You were never really here de Lynne Ramsay, une bouffée d’air

Une vie en apnée, asphyxiée par la jungle urbaine, voilà le thème du nouveau film saisissant de la réalisatrice Lynne Ramsay !

Sur fond de musique rythmée, nous assistons au combat de Joe, missionné pour retrouver la fille d’un sénateur embrigadée dans un réseau de prostitution. Loin du détective intègre, Joe est un tueur dénué de scrupule, achevant ses ennemis de son implacable marteau. Derrière le requin, se dessine un homme en souffrance, victime d’un traumatisme remontant à l’enfance et à la guerre en Irak. Par le leitmotiv de l’étouffement masochiste au sac plastique, la réalisatrice nous souffle une vérité : la violence du milieu urbain et une société névrosée.
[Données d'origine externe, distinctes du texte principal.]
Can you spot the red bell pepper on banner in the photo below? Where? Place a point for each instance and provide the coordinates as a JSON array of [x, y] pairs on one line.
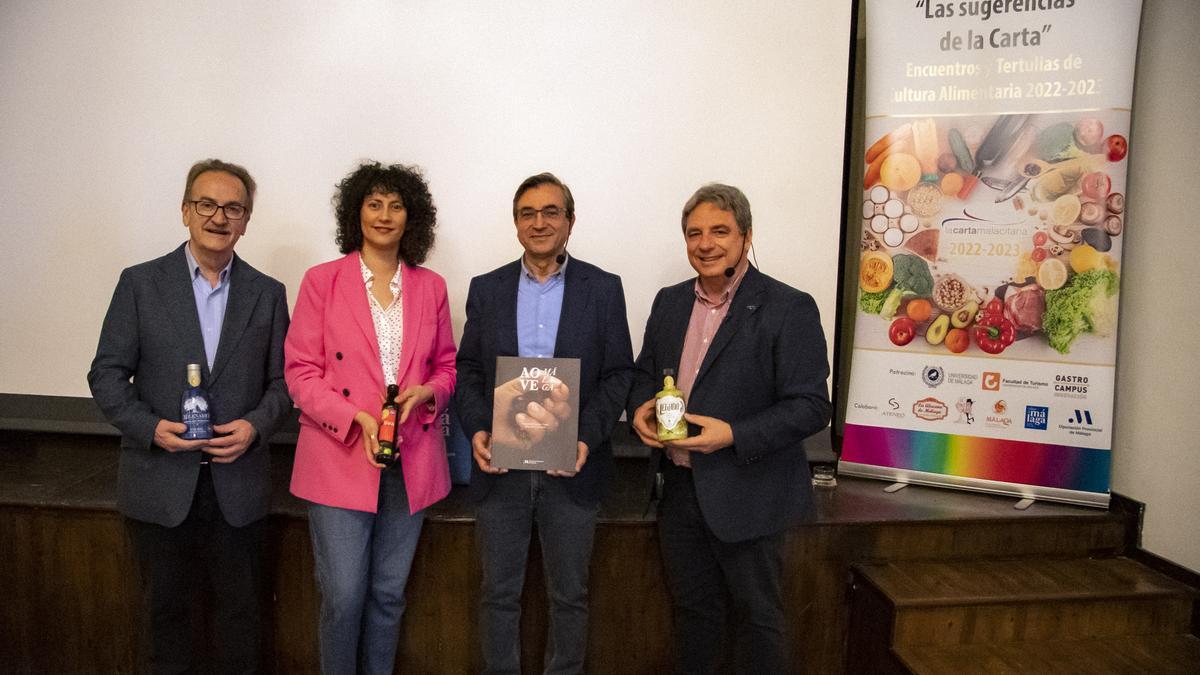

Joaquin Phoenix est à couper le souffle dans le rôle du personnage ambivalent, mi impitoyable, mi humain. Comme une paire de converses agrémentant l’indémodable smoking, il apporte une touche supplémentaire au topos vu et revu de la brute au cœur tendre. Le thème prend une dimension universelle : la lutte pour la vie et le film s’élève au dessus de la nuée des films sans envergure, anecdotiques. L’acteur reçoit le prix d’interprétation masculine, on aurait pu espérer la palme.

L’esthétisme du film, comme le jeu d’acteurs méduse. Les corps vieillis, abimés par la vie, les enfants mutiques à l’allure de poupées de cire sont criants, percutants. You were never really here ne s’essouffle jamais, ne cède jamais à la facilité du pathos.

S’il dépeint merveilleusement l’absence au monde, l’absence du père, nous prédisons que le film ne restera quant à lui pas dans l’oubli.